Peter you are rubbing it in. Would that we yanks had the good sense to use the SI method of calculation. Sure enough it would be easier. How convenient that a liter of water is a Kg. In our case we say that "a pint is a pound the world around". A cute homily but not quite accurate. Oh well! Perhaps we will come to our senses one day.
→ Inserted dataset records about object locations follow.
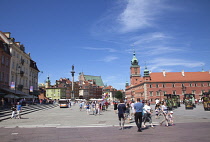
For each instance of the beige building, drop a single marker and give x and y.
(23, 70)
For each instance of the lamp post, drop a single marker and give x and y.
(183, 90)
(16, 73)
(72, 92)
(160, 95)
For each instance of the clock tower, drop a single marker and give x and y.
(134, 71)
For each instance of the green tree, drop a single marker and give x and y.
(119, 95)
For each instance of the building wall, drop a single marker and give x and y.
(4, 67)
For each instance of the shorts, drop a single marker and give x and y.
(121, 116)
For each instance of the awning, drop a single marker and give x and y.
(30, 96)
(11, 96)
(16, 92)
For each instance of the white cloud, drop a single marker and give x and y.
(150, 37)
(163, 63)
(109, 58)
(139, 14)
(106, 49)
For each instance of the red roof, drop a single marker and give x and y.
(179, 76)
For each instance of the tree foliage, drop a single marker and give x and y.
(119, 95)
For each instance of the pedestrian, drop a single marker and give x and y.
(164, 110)
(127, 111)
(157, 111)
(93, 106)
(98, 108)
(115, 107)
(19, 109)
(13, 112)
(121, 111)
(147, 110)
(69, 104)
(88, 107)
(171, 118)
(138, 114)
(80, 106)
(132, 110)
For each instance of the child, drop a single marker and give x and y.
(157, 111)
(170, 117)
(13, 112)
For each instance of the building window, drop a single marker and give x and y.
(2, 59)
(151, 93)
(173, 85)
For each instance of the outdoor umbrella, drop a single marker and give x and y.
(11, 96)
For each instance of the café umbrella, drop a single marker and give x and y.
(11, 96)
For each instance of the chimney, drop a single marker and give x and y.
(7, 34)
(18, 43)
(164, 73)
(182, 72)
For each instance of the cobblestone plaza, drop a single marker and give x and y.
(69, 124)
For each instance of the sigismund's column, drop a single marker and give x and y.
(72, 92)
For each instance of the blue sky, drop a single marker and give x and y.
(98, 36)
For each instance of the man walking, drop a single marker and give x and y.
(138, 114)
(19, 108)
(121, 110)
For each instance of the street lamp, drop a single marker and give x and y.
(72, 92)
(183, 89)
(160, 95)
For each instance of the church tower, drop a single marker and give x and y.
(134, 71)
(47, 83)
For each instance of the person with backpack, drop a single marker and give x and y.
(13, 112)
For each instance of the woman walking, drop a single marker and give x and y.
(147, 110)
(121, 111)
(164, 110)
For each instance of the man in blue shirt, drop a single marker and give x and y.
(138, 114)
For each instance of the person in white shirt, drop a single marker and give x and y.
(147, 110)
(164, 110)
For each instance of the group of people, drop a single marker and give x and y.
(16, 111)
(94, 106)
(162, 109)
(142, 113)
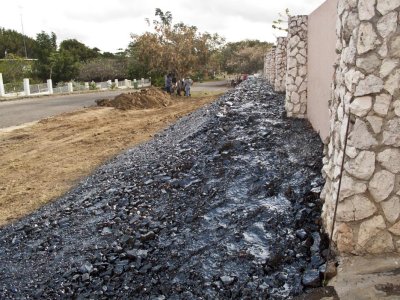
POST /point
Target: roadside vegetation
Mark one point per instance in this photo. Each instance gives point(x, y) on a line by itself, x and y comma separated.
point(166, 47)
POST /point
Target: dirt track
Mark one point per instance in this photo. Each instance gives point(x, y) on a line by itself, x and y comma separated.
point(41, 162)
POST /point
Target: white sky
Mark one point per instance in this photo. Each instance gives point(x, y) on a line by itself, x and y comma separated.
point(108, 24)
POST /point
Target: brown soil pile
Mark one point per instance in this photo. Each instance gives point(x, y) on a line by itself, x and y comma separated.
point(145, 99)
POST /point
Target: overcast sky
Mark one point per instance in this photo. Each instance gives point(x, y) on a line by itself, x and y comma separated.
point(108, 24)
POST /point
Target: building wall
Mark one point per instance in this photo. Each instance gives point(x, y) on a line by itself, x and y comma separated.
point(296, 74)
point(365, 112)
point(321, 60)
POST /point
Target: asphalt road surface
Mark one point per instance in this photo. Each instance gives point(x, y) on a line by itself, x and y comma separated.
point(18, 112)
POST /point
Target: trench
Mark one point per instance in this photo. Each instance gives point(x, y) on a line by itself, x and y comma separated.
point(224, 204)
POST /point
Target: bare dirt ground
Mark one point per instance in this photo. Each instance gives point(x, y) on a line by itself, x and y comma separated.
point(42, 161)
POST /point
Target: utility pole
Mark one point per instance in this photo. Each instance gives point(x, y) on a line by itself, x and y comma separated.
point(23, 34)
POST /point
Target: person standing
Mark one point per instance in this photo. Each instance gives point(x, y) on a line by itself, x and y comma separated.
point(168, 83)
point(187, 84)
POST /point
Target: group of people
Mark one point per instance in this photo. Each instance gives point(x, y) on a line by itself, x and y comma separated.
point(173, 85)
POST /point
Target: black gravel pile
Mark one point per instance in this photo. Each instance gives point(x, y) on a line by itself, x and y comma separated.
point(222, 205)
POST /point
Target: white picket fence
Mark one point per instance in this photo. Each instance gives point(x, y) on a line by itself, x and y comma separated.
point(26, 89)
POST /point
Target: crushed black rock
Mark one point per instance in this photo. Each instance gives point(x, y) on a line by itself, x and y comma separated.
point(222, 205)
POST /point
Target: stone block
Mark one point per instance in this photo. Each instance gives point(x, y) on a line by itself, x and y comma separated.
point(392, 82)
point(387, 24)
point(360, 136)
point(367, 38)
point(369, 229)
point(371, 84)
point(376, 123)
point(391, 134)
point(363, 166)
point(386, 6)
point(345, 238)
point(355, 208)
point(387, 67)
point(382, 103)
point(369, 63)
point(381, 185)
point(391, 209)
point(390, 159)
point(366, 9)
point(395, 229)
point(350, 187)
point(361, 106)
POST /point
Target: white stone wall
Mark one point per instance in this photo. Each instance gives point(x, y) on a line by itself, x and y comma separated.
point(270, 66)
point(296, 78)
point(366, 88)
point(280, 65)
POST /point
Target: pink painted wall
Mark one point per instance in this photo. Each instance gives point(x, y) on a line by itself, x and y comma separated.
point(321, 57)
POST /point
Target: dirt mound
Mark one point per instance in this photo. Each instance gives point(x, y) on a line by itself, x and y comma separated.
point(146, 98)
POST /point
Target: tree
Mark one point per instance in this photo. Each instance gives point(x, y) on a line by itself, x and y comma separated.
point(101, 69)
point(282, 21)
point(244, 56)
point(12, 42)
point(79, 51)
point(176, 48)
point(47, 48)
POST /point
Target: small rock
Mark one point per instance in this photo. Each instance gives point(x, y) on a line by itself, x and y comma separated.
point(147, 236)
point(227, 279)
point(311, 278)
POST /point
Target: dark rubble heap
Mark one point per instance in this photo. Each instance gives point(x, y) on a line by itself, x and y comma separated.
point(222, 205)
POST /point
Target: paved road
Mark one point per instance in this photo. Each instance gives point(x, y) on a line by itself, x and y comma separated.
point(17, 112)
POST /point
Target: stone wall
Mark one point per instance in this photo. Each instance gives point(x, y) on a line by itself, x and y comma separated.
point(366, 90)
point(270, 66)
point(280, 65)
point(296, 78)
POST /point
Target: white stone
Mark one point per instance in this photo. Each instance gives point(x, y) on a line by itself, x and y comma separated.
point(351, 151)
point(303, 86)
point(355, 208)
point(351, 77)
point(302, 70)
point(376, 123)
point(387, 67)
point(393, 82)
point(303, 97)
point(382, 103)
point(303, 108)
point(367, 38)
point(396, 106)
point(301, 59)
point(390, 159)
point(303, 52)
point(361, 106)
point(369, 229)
point(361, 137)
point(385, 6)
point(350, 187)
point(349, 53)
point(395, 47)
point(363, 166)
point(295, 98)
point(383, 50)
point(381, 243)
point(391, 208)
point(369, 63)
point(381, 185)
point(298, 80)
point(366, 9)
point(395, 229)
point(371, 84)
point(387, 24)
point(391, 134)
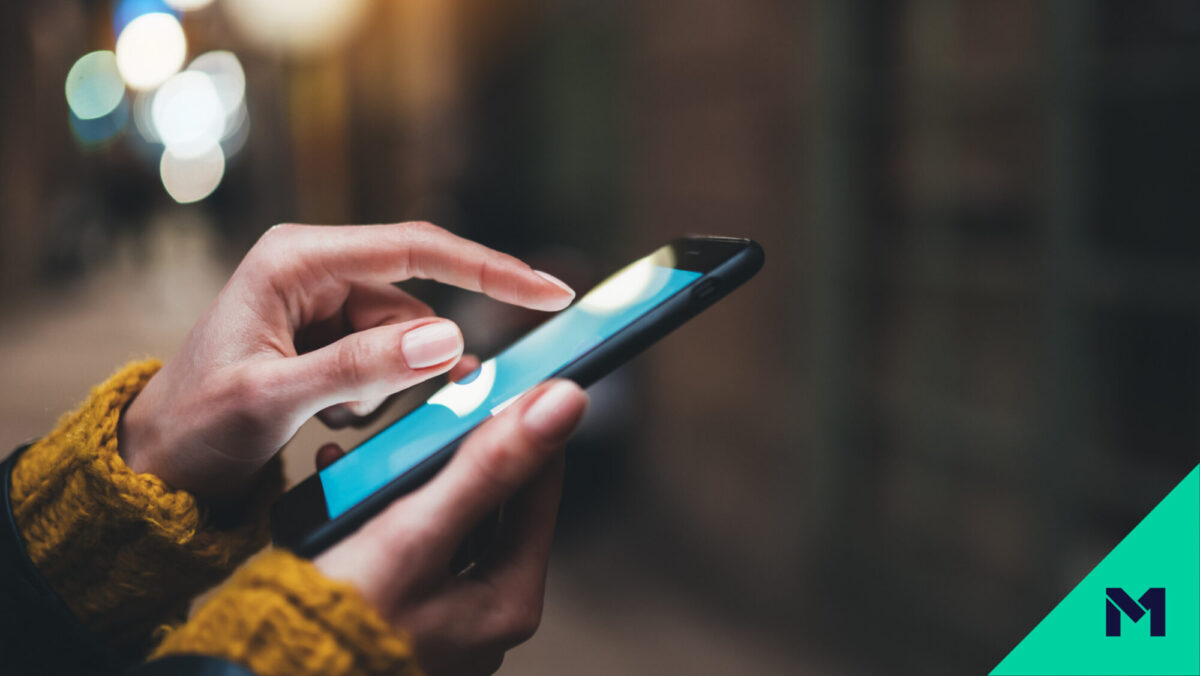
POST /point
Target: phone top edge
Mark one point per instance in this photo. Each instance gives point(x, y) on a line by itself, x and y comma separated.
point(305, 531)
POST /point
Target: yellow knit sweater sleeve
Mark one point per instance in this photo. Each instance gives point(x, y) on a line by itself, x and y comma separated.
point(123, 550)
point(280, 616)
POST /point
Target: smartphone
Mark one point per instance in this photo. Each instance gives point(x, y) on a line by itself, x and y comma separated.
point(618, 318)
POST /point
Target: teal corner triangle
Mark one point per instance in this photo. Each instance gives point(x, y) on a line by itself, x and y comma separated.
point(1162, 551)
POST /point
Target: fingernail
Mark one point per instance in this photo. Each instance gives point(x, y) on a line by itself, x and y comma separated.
point(555, 414)
point(431, 344)
point(556, 281)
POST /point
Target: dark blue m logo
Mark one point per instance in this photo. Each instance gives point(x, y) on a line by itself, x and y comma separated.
point(1153, 603)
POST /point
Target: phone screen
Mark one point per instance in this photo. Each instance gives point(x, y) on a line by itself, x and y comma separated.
point(459, 407)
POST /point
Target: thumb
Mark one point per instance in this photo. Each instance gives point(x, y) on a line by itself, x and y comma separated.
point(369, 364)
point(492, 465)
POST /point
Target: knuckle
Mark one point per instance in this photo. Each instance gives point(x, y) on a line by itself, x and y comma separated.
point(351, 360)
point(250, 390)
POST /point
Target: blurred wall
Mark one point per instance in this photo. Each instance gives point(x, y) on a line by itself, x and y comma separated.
point(970, 365)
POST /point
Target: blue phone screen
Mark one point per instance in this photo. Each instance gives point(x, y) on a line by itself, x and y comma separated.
point(457, 407)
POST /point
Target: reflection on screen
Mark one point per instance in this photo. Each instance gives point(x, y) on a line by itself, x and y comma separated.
point(457, 407)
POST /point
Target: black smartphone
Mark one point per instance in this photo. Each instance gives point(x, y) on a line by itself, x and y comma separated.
point(622, 316)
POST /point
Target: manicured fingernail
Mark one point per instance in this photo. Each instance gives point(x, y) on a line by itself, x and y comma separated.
point(431, 344)
point(556, 281)
point(556, 413)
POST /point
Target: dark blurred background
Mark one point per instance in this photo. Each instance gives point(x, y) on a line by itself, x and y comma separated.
point(970, 365)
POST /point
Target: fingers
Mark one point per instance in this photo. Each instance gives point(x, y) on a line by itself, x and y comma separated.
point(377, 305)
point(465, 368)
point(519, 569)
point(365, 365)
point(492, 465)
point(328, 454)
point(401, 251)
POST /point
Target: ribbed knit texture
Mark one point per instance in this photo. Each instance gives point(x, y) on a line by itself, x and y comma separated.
point(280, 616)
point(124, 550)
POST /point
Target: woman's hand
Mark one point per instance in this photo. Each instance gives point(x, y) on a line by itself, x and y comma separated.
point(401, 560)
point(309, 323)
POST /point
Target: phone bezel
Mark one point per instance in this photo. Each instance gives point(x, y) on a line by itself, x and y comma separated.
point(299, 518)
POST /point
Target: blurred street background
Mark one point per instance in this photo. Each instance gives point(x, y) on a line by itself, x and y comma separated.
point(969, 368)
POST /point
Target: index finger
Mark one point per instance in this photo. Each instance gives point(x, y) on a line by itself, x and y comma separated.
point(401, 251)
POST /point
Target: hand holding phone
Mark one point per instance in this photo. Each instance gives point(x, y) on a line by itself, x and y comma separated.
point(617, 319)
point(400, 560)
point(309, 321)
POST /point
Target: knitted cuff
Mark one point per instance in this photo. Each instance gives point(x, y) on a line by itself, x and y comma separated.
point(123, 550)
point(280, 616)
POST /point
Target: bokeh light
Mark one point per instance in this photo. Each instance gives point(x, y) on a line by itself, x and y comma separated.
point(295, 25)
point(189, 5)
point(143, 118)
point(96, 132)
point(225, 70)
point(150, 49)
point(237, 132)
point(187, 114)
point(125, 11)
point(191, 179)
point(94, 85)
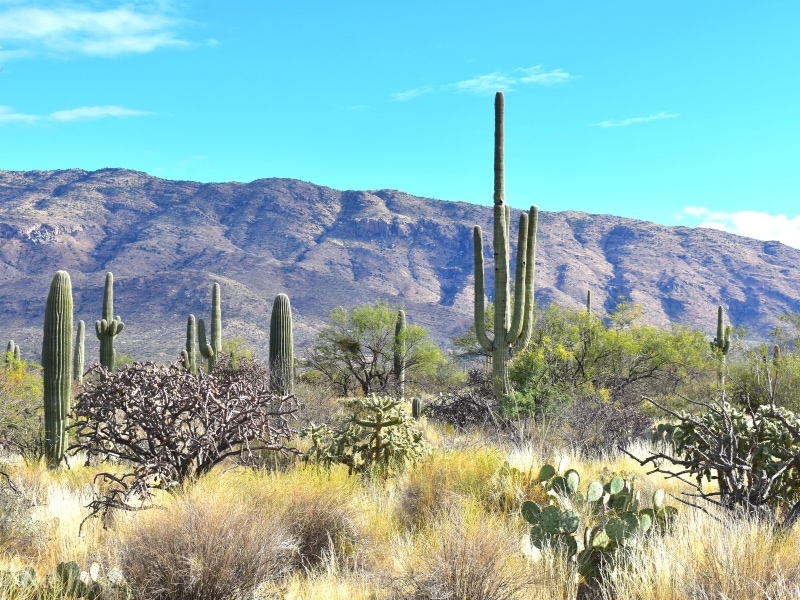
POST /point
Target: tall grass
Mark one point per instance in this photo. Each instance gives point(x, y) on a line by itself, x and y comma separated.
point(448, 527)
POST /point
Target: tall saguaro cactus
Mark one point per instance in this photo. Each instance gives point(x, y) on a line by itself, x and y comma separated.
point(281, 346)
point(210, 351)
point(512, 330)
point(400, 353)
point(721, 344)
point(78, 358)
point(109, 326)
point(57, 366)
point(189, 355)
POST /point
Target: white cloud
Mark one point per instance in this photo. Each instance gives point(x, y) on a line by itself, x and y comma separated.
point(83, 113)
point(490, 83)
point(126, 29)
point(635, 120)
point(750, 223)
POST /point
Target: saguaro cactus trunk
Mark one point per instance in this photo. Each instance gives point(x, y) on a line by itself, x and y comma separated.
point(109, 326)
point(57, 366)
point(512, 329)
point(400, 353)
point(281, 346)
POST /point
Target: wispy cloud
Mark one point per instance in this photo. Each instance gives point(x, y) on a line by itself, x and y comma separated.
point(490, 83)
point(636, 120)
point(83, 113)
point(35, 28)
point(750, 223)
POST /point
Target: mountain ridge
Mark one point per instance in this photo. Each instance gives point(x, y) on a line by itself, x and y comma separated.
point(167, 241)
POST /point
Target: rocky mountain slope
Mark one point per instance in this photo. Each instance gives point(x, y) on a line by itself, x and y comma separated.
point(167, 241)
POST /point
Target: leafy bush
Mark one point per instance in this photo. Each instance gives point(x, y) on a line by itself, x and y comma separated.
point(379, 436)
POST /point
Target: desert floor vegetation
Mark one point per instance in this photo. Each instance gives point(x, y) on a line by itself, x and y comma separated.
point(447, 527)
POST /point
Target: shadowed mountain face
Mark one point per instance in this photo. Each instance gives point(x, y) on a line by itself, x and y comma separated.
point(167, 241)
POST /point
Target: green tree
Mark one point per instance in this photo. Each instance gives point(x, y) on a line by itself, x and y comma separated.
point(575, 353)
point(355, 350)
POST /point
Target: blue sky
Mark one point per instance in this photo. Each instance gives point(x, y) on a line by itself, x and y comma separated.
point(680, 112)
One more thing. I am not so sure that Oz beer is better than ours, although we do put ours in containers that are calibrated in silly units such as ounces.

 

Not quite, Peter.

The problem is, that due to international standards, a NPS 6" (DN 150mm) pipe is actually 6.625" (168.3mm) OD. So it's not just an imperial vs metric thing. Also 1kg = 1L only with 100% fresh water and only at 4+/- degrees C, significantly below the temperature of most bodies of water, so you should use a density of ~.999 for most fresh water and 1.0259 for salt water for real calculations. Finaly 1 lb is defined as 0.4535924 kg so the conversion would be 2.2046

We need to avoid that whole Mars Climate Orbiter thing again...

 

Now that I'm thoroughly confused can someone tell me what a 13" diameter round tire inner tube will float when inflated to 6" round(diameter)in fresh water?

 

hmmm
lets see if I can rip that out of my ***

ok
13 outside diameter of a 6 inch thick tube floating in fresh water

in short
yes it will float if inflated with air

if inflated with concrete then
no
it will not float

its volume would be the same as for a tube of the same length as the torus when measured at its center for diameter

so the radius of a circle of 13" diameter is 26
subtract 6 to abtain the center of torus diameter and you get 20
20 x pi = ~63
an 63" long tube 6" diameter
3.1416 x 3^2 x 63 =1781 cu/inchs
/231 cu/inchs pr gallon = 7.7 gallons at 8.35 lbs = 64.39 lbs

so what does the material you made the torus out of weight and I can tell you how many you will need to make that Kayak float

 

Thanks Boston

 

Boston, you can save a couple of steps in the bouyancy calcs by dismissing gallons. Find the total volume in cubic inches and multiply by 0.03611 and you get pounds of bouyancy. Or if you want to know the required volume for a particular weight...divide the weight by the same number. 100 pounds needs 100/0.03611= 2769 cubic inches of volume....etc This is suitably accuate only for fresh water and if more precision is required for salt water you change the number slightly, as follows 64/1728= 0.03703 All we are doing is finding pounds per cubic inch and using the number to play with.